The share price of Vancouver-headquartered Skeena Resources advanced 14% on Thursday, after the company outlined the potential of its Eskay Creek gold/silver project in a preliminary economic assessment (PEA).
Located in the Golden Triangle of British Columbia, Eskay Creek is a past-producing mine that operated as an underground mine until 2008. The PEA outlines a plan for the mine to reopen as an openpit site, producing an average of 306 000 gold-equivalent ounces (GEO) a year, with a diluted mill feed grade of 4.17 g/t GEO.
The GEO production will comprise 236 000 oz/y of gold and 5.81-million ounces a year of silver. The all-in sustaining cost is forecast at C$983/GEO.
The processing capacity of 6 850 t/d will result in a production lifespan of 8.6 years.
“The PEA demonstrates that Eskay Creek still has a bright future ahead, revitalised as an openpit gold and silver mine, with the additional possibility for underground mining,” commented CEO Water Coles.
The PEA is derived from the pit-constrained resource estimate and does not include results from the recently initiated and ongoing 2019 Phase I infill drilling programme.
The pit-constrained resource has a total indicated resource of 12.65-million tonnes at a grade of 5.8 g/t GEO, 4.3 g/t gold and 110 g/t silver, for 2.34-million GEOs, or 1.74-million ounces of gold and 44.66-million ounces of silver.
As a brownfield site, Eskay Creek has extensive infrastructure and by creating a gold concentrate, rather than dore, initial capital costs were kept at C$303-million.
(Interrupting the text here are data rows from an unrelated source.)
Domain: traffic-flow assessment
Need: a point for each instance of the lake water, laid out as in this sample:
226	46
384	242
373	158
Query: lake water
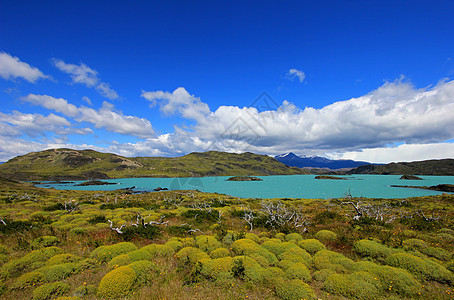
279	186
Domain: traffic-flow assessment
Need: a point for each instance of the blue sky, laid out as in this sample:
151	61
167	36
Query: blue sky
369	80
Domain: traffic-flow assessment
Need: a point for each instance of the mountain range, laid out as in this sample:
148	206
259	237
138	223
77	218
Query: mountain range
69	164
303	161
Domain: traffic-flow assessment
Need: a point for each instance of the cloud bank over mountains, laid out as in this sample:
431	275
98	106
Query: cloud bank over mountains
418	122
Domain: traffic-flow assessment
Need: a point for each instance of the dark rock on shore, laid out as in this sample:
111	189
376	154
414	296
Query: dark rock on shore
94	182
244	178
329	177
410	177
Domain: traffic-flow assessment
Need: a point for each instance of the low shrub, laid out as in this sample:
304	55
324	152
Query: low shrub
373	249
420	267
219	253
326	259
278	247
44	241
49	290
119	282
191	255
295	237
207	243
358	285
294	289
62	258
323	274
311	245
106	253
219	268
299	271
31	261
326	236
296	254
248	247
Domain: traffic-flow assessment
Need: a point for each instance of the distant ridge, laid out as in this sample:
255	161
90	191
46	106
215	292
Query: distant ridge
303	161
426	167
69	164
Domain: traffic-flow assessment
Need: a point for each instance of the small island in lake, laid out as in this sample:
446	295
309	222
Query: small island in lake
440	187
410	177
244	178
94	182
329	177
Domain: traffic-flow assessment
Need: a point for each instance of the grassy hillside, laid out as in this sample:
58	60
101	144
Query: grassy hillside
68	164
427	167
193	245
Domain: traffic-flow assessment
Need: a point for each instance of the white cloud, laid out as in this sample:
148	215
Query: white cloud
179	101
11	67
115	121
294	73
85	75
405	152
106	117
57	104
105	90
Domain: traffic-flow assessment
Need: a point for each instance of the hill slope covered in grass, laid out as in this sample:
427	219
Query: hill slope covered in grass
68	164
193	245
426	167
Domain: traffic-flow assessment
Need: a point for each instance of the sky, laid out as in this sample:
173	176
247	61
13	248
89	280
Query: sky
363	80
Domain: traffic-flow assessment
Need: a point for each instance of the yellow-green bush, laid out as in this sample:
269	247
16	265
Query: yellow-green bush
119	282
326	259
252	236
296	254
299	271
247	268
358	285
323	274
420	267
62	258
27	280
57	272
191	255
219	268
219	253
106	253
326	236
31	261
294	289
277	248
207	243
44	241
373	249
175	245
296	237
159	250
248	247
49	290
311	245
390	279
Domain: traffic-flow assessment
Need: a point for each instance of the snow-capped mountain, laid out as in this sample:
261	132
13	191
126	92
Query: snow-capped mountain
303	161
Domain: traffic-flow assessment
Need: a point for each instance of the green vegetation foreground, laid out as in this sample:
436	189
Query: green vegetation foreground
192	245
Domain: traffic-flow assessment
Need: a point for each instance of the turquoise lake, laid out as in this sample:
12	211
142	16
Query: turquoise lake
279	186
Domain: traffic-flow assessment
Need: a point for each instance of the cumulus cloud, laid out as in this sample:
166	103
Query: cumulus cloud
295	73
11	67
57	104
83	74
179	101
405	152
106	117
115	121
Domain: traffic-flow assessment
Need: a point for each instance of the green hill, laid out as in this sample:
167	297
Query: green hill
69	164
426	167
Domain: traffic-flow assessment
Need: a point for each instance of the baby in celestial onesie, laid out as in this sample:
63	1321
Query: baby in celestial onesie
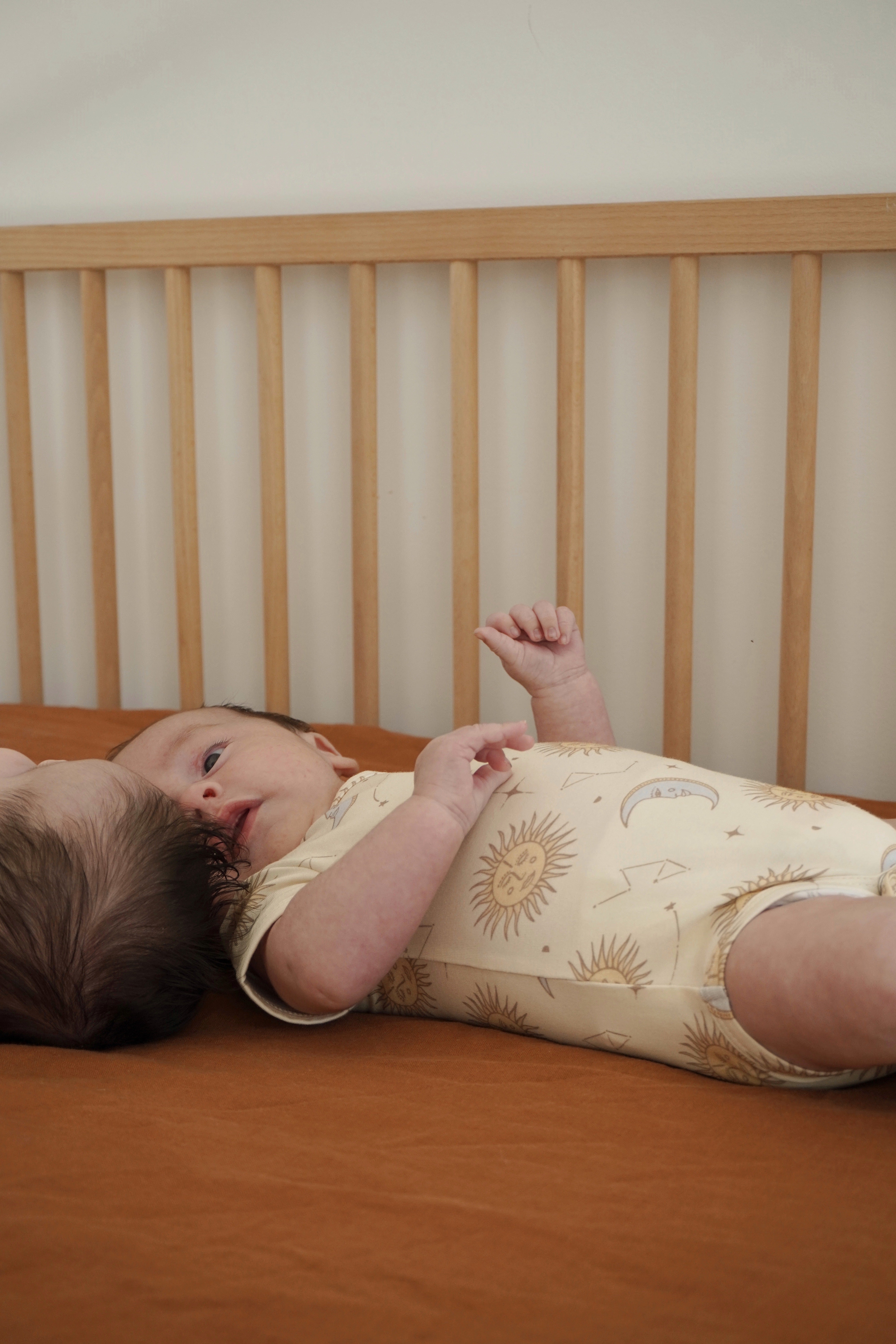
570	890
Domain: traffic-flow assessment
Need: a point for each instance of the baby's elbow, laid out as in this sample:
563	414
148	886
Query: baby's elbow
303	987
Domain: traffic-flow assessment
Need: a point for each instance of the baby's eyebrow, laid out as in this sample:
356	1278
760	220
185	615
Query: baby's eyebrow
177	744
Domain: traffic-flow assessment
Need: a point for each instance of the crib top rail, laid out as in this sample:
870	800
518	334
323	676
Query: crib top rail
526	233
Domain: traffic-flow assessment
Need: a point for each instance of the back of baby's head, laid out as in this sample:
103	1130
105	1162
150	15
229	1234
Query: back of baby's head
109	929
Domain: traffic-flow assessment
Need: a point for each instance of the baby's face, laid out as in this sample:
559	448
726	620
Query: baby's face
264	782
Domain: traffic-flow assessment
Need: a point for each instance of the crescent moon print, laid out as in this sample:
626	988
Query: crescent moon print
575	749
666	790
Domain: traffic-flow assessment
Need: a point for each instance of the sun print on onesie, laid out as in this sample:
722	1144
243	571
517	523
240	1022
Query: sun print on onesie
487	1010
519	873
613	966
778	796
405	990
734	901
709	1050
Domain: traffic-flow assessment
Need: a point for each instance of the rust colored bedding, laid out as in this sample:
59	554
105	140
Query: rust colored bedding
390	1179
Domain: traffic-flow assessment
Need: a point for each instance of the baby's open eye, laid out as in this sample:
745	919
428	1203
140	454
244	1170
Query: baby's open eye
210	760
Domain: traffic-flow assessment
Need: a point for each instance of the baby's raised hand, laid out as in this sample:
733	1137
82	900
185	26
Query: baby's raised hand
444	775
541	646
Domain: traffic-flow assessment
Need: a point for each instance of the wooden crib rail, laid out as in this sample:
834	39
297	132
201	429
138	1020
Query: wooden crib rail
520	233
804	228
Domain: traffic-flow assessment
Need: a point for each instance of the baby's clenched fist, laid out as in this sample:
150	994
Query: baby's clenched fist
541	647
444	776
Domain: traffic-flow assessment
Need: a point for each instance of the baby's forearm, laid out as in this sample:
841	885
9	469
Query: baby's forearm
343	932
573	713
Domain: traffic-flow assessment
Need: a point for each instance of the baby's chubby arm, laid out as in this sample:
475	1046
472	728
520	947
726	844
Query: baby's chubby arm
345	931
542	648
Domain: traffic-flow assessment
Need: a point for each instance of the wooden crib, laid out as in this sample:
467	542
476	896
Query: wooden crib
389	1177
804	228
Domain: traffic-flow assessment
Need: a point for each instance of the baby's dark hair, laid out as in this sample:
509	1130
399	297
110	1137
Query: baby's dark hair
284	720
109	929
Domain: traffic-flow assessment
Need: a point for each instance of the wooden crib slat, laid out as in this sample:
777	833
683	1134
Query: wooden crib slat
25	537
183	483
800	513
365	545
684	302
103	525
465	489
571	436
273	468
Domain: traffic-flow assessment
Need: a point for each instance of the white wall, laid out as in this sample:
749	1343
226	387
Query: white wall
124	110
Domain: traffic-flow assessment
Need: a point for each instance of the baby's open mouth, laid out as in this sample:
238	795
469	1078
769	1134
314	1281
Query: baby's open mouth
244	825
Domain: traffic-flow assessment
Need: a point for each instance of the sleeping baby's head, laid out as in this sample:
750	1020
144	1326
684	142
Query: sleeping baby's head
267	778
111	907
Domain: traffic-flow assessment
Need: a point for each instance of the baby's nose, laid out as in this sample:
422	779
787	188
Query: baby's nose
205	798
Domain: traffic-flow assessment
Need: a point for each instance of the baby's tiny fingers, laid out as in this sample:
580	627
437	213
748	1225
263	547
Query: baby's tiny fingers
566	620
547	615
528	623
504	646
506	624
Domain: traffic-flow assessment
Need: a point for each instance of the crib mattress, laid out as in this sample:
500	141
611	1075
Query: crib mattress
393	1179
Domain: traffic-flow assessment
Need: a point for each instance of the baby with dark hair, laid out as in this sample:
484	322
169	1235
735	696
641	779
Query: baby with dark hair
569	889
111	907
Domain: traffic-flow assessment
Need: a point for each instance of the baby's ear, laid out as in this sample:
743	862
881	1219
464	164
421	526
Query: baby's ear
346	767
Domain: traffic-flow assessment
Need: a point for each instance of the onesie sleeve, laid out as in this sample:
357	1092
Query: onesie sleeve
261	909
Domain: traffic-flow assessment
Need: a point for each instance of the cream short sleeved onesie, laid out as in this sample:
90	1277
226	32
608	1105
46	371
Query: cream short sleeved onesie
594	902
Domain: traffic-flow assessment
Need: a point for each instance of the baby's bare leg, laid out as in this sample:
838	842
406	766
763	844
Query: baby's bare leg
816	982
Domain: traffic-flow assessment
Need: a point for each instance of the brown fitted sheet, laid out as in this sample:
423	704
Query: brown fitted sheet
400	1181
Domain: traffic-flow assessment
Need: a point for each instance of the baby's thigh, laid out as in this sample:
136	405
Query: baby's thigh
816	982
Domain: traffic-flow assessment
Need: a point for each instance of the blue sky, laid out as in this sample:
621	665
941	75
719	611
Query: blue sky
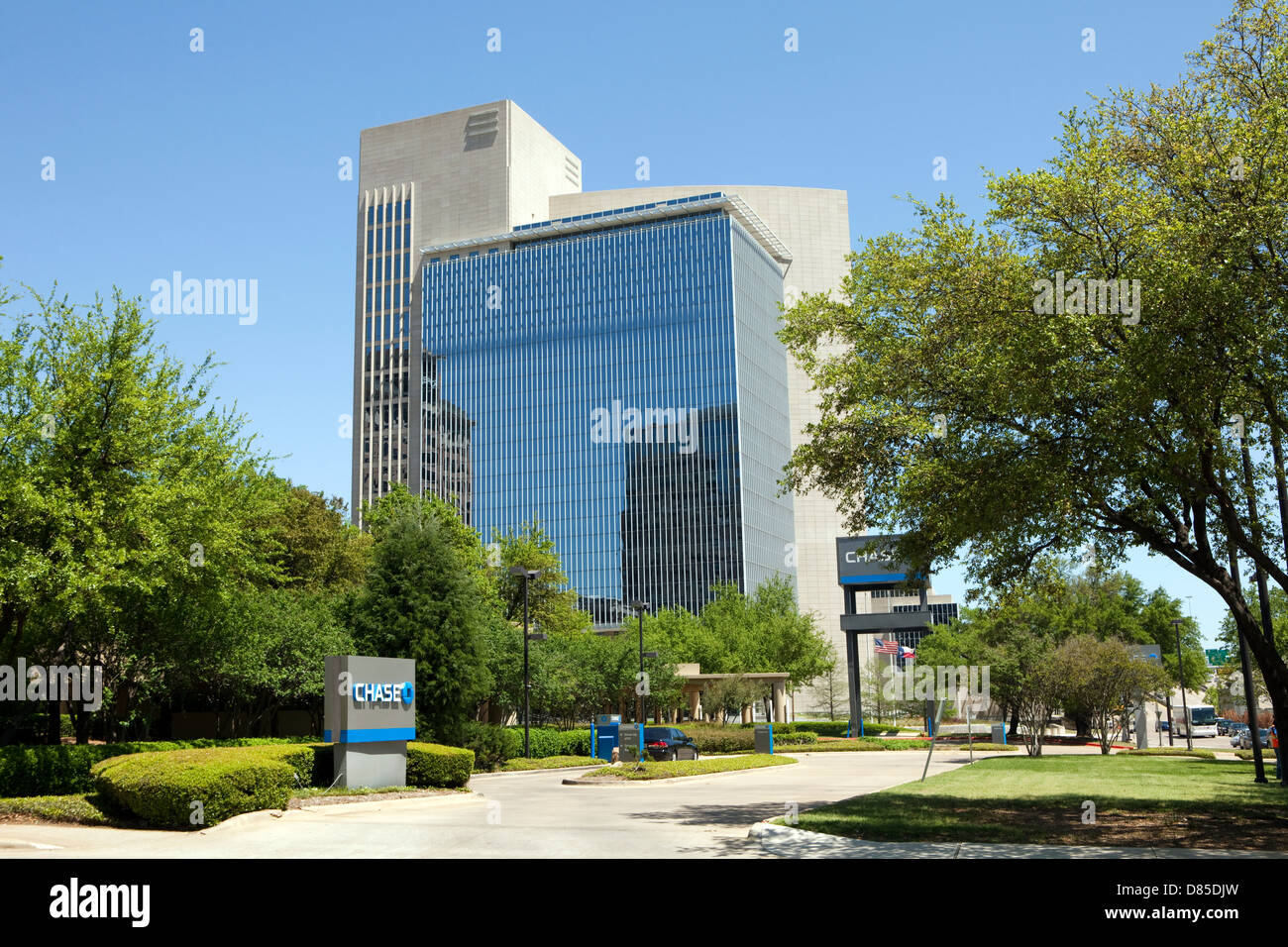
223	163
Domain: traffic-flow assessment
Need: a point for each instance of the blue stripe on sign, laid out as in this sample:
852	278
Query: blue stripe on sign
377	735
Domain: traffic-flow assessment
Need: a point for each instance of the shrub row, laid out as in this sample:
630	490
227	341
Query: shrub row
64	770
430	766
161	788
494	745
192	789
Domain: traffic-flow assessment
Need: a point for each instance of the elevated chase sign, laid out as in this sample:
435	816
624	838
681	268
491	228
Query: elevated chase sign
370	714
863	562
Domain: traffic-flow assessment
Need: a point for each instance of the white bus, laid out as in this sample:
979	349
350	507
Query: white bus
1202	722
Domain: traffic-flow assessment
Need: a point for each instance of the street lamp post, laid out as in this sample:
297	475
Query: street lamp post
640	607
527	575
1180	668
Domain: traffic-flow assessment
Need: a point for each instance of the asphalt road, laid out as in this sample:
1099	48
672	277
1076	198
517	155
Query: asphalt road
513	815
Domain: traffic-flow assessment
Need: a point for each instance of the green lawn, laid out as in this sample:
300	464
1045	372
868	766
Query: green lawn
703	767
82	808
1138	799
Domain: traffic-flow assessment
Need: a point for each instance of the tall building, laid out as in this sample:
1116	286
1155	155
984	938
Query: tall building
604	363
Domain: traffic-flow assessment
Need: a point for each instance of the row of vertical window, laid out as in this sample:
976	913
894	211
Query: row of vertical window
389	237
380	268
390	298
385	213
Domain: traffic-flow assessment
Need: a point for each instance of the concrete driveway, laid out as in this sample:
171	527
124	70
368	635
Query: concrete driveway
513	815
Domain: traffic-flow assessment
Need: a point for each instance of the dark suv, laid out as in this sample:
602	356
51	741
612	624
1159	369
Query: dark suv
662	742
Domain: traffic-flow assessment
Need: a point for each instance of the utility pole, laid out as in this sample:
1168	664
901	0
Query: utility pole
1185	706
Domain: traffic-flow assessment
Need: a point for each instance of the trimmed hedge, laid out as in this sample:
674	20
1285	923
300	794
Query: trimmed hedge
493	745
441	767
160	788
78	808
716	738
64	770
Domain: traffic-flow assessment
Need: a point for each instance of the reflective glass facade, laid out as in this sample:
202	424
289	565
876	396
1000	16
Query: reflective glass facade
623	388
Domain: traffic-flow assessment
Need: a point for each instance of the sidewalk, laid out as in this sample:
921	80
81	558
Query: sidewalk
797	843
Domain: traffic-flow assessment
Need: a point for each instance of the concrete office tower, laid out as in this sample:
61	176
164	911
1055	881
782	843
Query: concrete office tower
420	182
469	178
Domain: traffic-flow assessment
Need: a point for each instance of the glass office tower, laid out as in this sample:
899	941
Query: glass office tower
614	377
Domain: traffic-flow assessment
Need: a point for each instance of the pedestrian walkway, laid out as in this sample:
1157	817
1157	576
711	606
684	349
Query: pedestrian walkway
798	843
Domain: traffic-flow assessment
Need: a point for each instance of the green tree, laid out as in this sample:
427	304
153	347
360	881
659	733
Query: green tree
320	549
552	604
1090	424
125	496
1106	680
420	602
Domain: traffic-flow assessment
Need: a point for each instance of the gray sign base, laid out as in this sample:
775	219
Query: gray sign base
373	766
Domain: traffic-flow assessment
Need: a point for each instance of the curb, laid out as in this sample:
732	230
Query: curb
799	843
537	772
261	814
666	780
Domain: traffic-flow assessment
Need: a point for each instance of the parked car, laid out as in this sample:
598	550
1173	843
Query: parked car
1243	738
662	742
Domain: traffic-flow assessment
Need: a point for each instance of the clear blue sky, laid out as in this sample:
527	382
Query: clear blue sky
223	162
This, Coles said, was very low relative to the volumes of precious metals that the mine would produce.
The PEA calculated an after-tax net-present value at a 5% discount of C$638-million and an internal rate of return of 51% at $1 325/oz gold and $16/oz silver.
The payback period is 12 years.
Skeena Resources traded at C$0.64 a share on the TSX-V on Thursday afternoon.